Business

Pedway dropped from CentrePointe design application

A rendering of the latest CentrePointe project update showed an aerial view from Vine and Limestone.
A rendering of the latest CentrePointe project update showed an aerial view from Vine and Limestone.

A controversial pedway has been withdrawn from the design of the CentrePointe project, at least for now.

In a letter to the Courthouse Area Design Review Board, CentrePointe attorney Kimberly Bryant said the developers, the Webb Companies, are withdrawing the pedway from the design to be considered later this month "in order to minimize the pedway issue as a possible distraction from the construction and financing of the project."

Bryant said the developer "recognizes that some in the community have questioned the need or appropriateness of the pedway." The pedway would have passed over South Upper Street and connected two buildings — the circa 1846 McAdams & Morford building and the 1860 building that houses McCarthy's Bar and Failte Irish Imports.

The review board will consider the application, minus the pedway, at 2 p.m. March 28 at City Hall and could approve the design for construction, said Billy Van Pelt, design review officer.

Any subsequent changes to the design would have to go through the same process. Bryant left open the possibility that the Webb Companies might seek to add the pedway back, saying that it "deserves further discussion and study, and (the developer) reserves the right to file an application to amend any permit or authorization that may be granted for the project to include a pedway element."
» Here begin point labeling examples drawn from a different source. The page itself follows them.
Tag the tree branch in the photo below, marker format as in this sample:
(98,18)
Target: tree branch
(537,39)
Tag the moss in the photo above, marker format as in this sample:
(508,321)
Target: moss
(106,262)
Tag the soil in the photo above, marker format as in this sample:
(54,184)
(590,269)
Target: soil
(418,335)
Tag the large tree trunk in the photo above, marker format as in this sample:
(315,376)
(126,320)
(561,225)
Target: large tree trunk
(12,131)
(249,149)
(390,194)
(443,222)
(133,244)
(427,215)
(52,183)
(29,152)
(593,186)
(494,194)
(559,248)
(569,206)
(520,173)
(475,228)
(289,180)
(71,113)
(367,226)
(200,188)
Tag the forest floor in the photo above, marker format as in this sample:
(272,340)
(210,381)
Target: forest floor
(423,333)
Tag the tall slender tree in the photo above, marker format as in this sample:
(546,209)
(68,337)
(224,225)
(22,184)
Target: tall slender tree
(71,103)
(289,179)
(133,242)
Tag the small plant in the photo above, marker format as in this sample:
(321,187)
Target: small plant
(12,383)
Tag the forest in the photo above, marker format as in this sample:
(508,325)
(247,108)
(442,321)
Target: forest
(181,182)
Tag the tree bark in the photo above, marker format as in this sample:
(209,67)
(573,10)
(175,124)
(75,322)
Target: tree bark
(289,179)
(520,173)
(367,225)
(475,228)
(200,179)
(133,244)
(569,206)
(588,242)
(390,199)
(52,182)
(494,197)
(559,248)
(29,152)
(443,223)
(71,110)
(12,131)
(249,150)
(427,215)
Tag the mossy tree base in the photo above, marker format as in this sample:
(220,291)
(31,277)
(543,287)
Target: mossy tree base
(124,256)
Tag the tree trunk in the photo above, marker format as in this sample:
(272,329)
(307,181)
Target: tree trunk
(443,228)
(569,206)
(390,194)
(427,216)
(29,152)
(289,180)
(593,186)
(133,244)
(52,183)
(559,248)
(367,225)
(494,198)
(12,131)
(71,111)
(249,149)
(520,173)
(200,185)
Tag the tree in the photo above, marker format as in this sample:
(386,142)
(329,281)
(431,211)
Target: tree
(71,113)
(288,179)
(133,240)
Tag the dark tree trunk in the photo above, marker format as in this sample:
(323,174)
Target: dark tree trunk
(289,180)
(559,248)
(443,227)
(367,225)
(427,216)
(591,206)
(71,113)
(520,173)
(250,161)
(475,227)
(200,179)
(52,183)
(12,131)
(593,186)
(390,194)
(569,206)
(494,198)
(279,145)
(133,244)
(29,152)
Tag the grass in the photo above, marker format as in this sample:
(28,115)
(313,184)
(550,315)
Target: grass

The pedway was originally designed to provide covered access to a parking garage but came under fire as a "throwback" to the 1980s, an era when the Webb Companies built several pedways in downtown Lexington.

Most warmer-climate cities have torn down existing pedways and aren't building new ones, in part because they are expensive to maintain.

Members of the Courthouse Area Design Review Board did not seem to be embracing the new pedway and were seen as likely to reject it anyway. When the new CentrePointe design was unveiled last month, at least two of the five design board members expressed little patience with the idea that Webb hotel patrons might need the pedway to safely traverse downtown Lexington's streets.

"I live downtown and it's perfectly safe," said Michael Speaks, the dean of the University of Kentucky's College of Design. "Probably safer than the suburbs."